Re: [PATCH v4 05/12] iommu/arm-smmu-v3: Support IOMMU_GET_HW_INFO via struct arm_smmu_hw_info

Jason Gunthorpe <jgg@xxxxxxxxxx> · Wed, 6 Nov 2024 22:35:06 -0400

On Wed, Nov 06, 2024 at 09:05:26PM +0000, Robin Murphy wrote:
> > Each future capability we want to enable at the VMM needs an analysis:
> > 
> >   1) Does it require kernel SW changes, ie like BTM? Then it needs a
> >      kernel_capabilities bit to say the kernel SW exists
> >   2) Does it require data from ACPI/DT/etc? Then it needs a
> >      kernel_capabilities bit
> >   3) Does it need to be "turned on" per VM, ie with a VMS enablement?
> >      Then it needs a new request flag in ALLOC_VIOMMU
> >   4) Otherwise it can be read directly from the idr[] array
> > 
> > This is why the comment above is so stern that the VMM "should only
> > forward bits that it knows it can support".
> 
> So... you're saying this patch is in fact broken, or at least uselessly
> incomplete, since VMMs aren't allowed to emulate a vSMMU at all without
> first consulting some other interface which does not exist? Great.

That is too far, there is nothing fundamentally broken here.

This does not enable every SMMU feature in the architecture. It
implements a basic baseline and no more. The VMMs are only permitted
to read bits in that baseline. VMMs that want to go beyond that have
to go through the 4 steps above.

Fundamentally all we are arguing about here is if bits the VMM
shouldn't even read should be forced to zero by the kernel.

If the bits are forced to zero then perhaps they could be used as a
future SW feature negotiation, and maybe that would be better, or
maybe not. See below about BTM for a counter example.

I agree the kdoc does not describe what the baseline actually is.

> We know about that in the kernel, but all a VMM sees is
> iommu_hw_info_arm_smmuv3.idr[0] indicating HTTU=2. If it is "broken" to take
> the only information available at face value, assume HTTU is available, and
> reflect that in a vSMMU interface, then what is the correct thing to do,
> other than to not dare emulate a vSMMU at all, in fear of a sternly worded
> comment?

These patches support a baseline feature set. They do not support the
entire SMMU architecture. They do not support vHTTU.
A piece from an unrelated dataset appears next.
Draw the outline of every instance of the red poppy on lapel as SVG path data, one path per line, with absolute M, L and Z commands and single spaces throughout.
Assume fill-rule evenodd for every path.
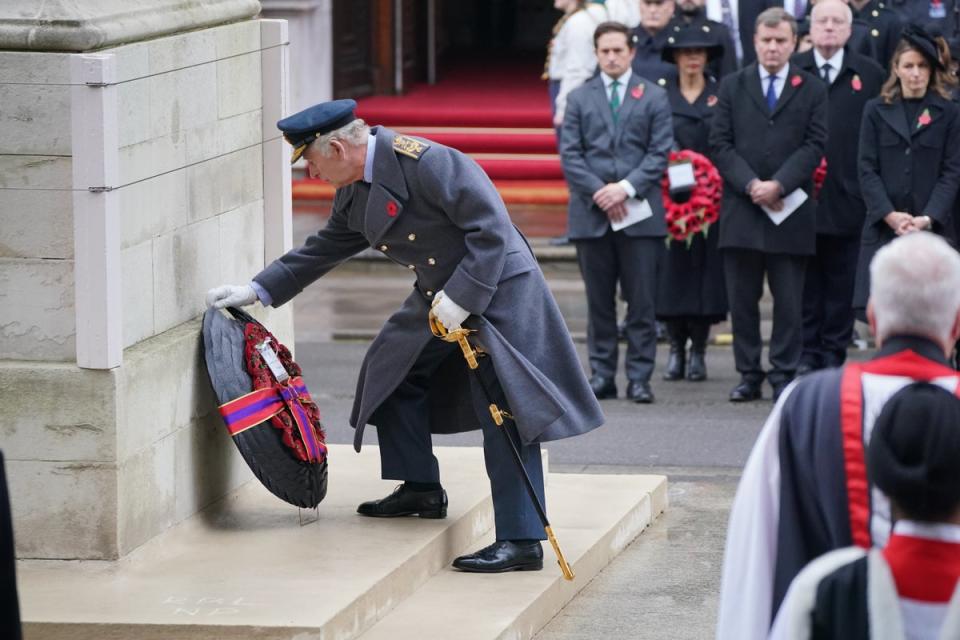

Things are going step by step because this is a huge project. HTTU is
not in the baseline, so it is definitely wrong for any VMM working on
these patches to advertise support to the VM! The VMM *MUST* ignore
such bits in the IDR report.

The correct thing is the 4 steps I outlined above. When a VMM author
wants to go beyond the baseline they have to determine what kernel and
VMM software is required and implement the missing parts.

> Your tautology still does not offer any reasoning against doing the logical
> thing and following the same basic pattern: the kernel uses the ID register
> mechanism itself to advertise the set of features it's able/willing to
> support, by sanitising the values it offers to the VMM, combining the
> notions of hardware and kernel support where the distinction is irrelevant
> anyway.

Even with your plan the VMM can not pass the kernel's IDR register
into the VM unprotected. It must always sanitize it against the
features that the VMM supports.

Let's consider vBTM support. This requires kernel support to enable
the global BTM register *AND* a new VMM ioctl flow with iommufd to
link to KVM's VMID.

You are suggesting that the old kernel should wire IDR BTM to 0 and
the new kernel will set it to 1. However the VMM cannot just forward
this bit to the VM! A old VMM that does not do the KVM flow does NOT
support BTM.

All VMM's must mask the BTM bit from day 0, or we can never set it to
1 in a future kernel. Which is exactly the same plan as this patch!

> You should take "We discussed this already"
> as more of a clue to yourself than to me - if 4 different people have all
> said the exact same thing in so many words, perhaps there's something in
> it...

And all seemed to agree it was not a big deal after the discussion.

I think Mostafa was driving in a direction that we break up the IDR
into explicit fields and thus be explicit about what information the
VMM is able to access. This would effectively document and enforce
what the baseline is.

> And in case I need to spell it out with less sarcasm, "we'll get masking
> wrong in the kernel" only implies "we'll get kernel_capabilities wrong in
> the kernel (and elsewhere)",

Less sarcasm and hyperbole would be nice.

> > If you still feel strongly about this please let me know by Friday and
> > I will drop the idr[] array from this cycle. We can continue to
> > discuss a solution for the next cycle.
> 
> It already can't work as-is, 

As above, this is not true.

> I don't see how making it even more broken
> would help. IMO it doesn't seem like a good idea to be merging UAPI at all
> while it's still clearly incomplete and by its own definition unusable.

I agree that removing the idr would make it definitely unusable. There
is quite a bit of essential information in there the VMM
needs. However, the uAPI is extensible so adding a new field in the
next cycle is not breaking.

I'm trying to offer you an olive branch so we can have this discussion
with time instead of urgently at the 11th hour and derailing the
series. This exact topic has been discussed already two months ago,
and is, IMHO, mostly a style choice not an urgent technical matter.

If you have another option we can conclude in the next few days then
I'm happy to hear it.

If we focus only on the baseline functionality Nicolin can come up
with a list of fields and we can write it very explicitly in the kdoc
that the VMM can only read those fields.

I could also reluctantly agree to permanent masking to report only the
above kdoc bits in the kernel. Noting if you want this because you
don't trust the VMM authors to follow an explicit kdoc, then we likely
also cannot ever set some bits to 1. Eg BTM would be permanently 0.

Regards,
Jason